A professor from the University of California, James Bedford is the first man to be cryogenically frozen, technically he is still preserved and assuming he were to be revived in the future, it would make him the oldest living human born in 1893.
The foundation for cryonics emerged in the 1940s-1950s, scientists had discovered that glycerol could protect cells from freezing damage. What started with the revival of sperm cells came blood cells and eventually embryos. If biological material could be revived, maybe larger structures could be, maybe one day, a mammal could be revived.
Bedford became interested in cryonics, at the time, the book The Prospect of Immortality by Robert Ettinger written in 1962 had largely expanded on the moral and speculative new emerging technology that was, cryogenics. Bedford also had kidney cancer that had spread to his lungs and so actively chose to make this decision for a shot at revival.
When James Bedford died in 1967, a small team of volunteers on standby began the preservation process, the first preservation didn't go smoothly; the team were mostly amateurs and volunteers, the nurse reportedly had to run up and down the area collecting ice from neighbours home freezers. The process involves packing the body on ice, injecting the patient with a cryoprotectant to prevent ice crystal damage where he was placed in a storage vessel where he still remains to this day in liquid nitrogen.
Robert Nelson (the man who organised Bedford's preservation) later went on to let nine other cryonics patients thaw out and decompose after funding ran out in what was known as the Chatsworth scandals.

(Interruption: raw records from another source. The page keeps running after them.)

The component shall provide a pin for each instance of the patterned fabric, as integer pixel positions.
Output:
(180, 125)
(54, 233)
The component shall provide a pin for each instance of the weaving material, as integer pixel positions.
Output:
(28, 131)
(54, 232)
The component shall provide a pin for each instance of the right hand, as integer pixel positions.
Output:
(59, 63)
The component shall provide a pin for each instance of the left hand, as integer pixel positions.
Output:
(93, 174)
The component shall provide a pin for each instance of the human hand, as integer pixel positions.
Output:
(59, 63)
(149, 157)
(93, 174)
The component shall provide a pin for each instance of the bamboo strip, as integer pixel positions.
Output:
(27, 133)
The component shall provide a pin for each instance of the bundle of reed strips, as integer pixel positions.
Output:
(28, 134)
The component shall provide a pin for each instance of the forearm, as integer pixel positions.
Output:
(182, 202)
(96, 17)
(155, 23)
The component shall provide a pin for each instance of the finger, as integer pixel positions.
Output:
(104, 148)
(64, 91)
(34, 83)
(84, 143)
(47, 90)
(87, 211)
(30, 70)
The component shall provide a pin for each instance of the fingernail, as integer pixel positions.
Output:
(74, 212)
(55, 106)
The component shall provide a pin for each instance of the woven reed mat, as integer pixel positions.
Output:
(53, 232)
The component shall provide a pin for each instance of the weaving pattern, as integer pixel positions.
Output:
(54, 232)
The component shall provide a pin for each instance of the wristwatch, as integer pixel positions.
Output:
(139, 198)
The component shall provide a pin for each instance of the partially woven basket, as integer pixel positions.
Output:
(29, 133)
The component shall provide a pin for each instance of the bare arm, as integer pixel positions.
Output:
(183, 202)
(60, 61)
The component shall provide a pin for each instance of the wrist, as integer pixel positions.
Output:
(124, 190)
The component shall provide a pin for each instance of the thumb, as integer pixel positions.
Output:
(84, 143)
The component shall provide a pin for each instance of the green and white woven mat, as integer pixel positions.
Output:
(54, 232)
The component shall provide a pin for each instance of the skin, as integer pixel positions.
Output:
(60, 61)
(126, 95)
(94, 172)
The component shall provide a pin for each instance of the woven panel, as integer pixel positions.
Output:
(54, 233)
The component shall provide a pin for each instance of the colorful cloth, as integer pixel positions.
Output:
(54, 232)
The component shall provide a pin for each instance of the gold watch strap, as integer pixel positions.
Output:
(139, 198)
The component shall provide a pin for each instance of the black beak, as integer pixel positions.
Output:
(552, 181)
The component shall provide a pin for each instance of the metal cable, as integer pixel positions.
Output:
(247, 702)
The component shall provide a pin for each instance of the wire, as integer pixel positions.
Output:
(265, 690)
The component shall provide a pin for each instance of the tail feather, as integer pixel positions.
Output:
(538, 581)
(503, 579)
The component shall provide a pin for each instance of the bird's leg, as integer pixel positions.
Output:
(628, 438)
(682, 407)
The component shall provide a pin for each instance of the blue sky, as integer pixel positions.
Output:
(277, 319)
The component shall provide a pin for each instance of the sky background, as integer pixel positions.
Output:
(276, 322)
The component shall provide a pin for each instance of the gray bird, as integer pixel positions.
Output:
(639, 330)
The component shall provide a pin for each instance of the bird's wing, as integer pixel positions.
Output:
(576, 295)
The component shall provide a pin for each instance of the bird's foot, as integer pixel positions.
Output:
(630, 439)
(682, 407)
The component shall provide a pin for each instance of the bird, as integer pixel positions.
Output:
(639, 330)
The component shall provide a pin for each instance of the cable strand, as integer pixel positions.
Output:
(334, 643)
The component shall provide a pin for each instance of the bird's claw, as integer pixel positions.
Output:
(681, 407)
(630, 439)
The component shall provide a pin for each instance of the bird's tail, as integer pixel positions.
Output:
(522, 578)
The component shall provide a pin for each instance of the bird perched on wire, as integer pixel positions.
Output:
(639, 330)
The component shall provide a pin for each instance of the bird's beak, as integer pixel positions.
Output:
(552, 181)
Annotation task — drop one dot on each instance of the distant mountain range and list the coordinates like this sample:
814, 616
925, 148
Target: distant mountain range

Bedfords body only barely survived due to his family taking care of him and eventually transferring him to Alcor where Bedford remains in Scottsdale, Arizona. Even if Bedford is never revived, certain techniques have been massively improved since this first cryopreservation.
As crude as the process may be, some people bet on it for a chance at awaking in the future once technology has revived him, there still remains scepticism surrounding the numerous reversals that would need to be done in order to not only 'fix' the prior issues that the people experienced both before death and during cryogenics but also reviving someones brain from dead to alive, not to mention the issue of memory.
As of right now in 2026, approximately 700+ people globally are cryopreserved with many more scheduled to go through the process. While it's argued that the science is speculative, some really do pin hope on future revival when technology is capable of doing so.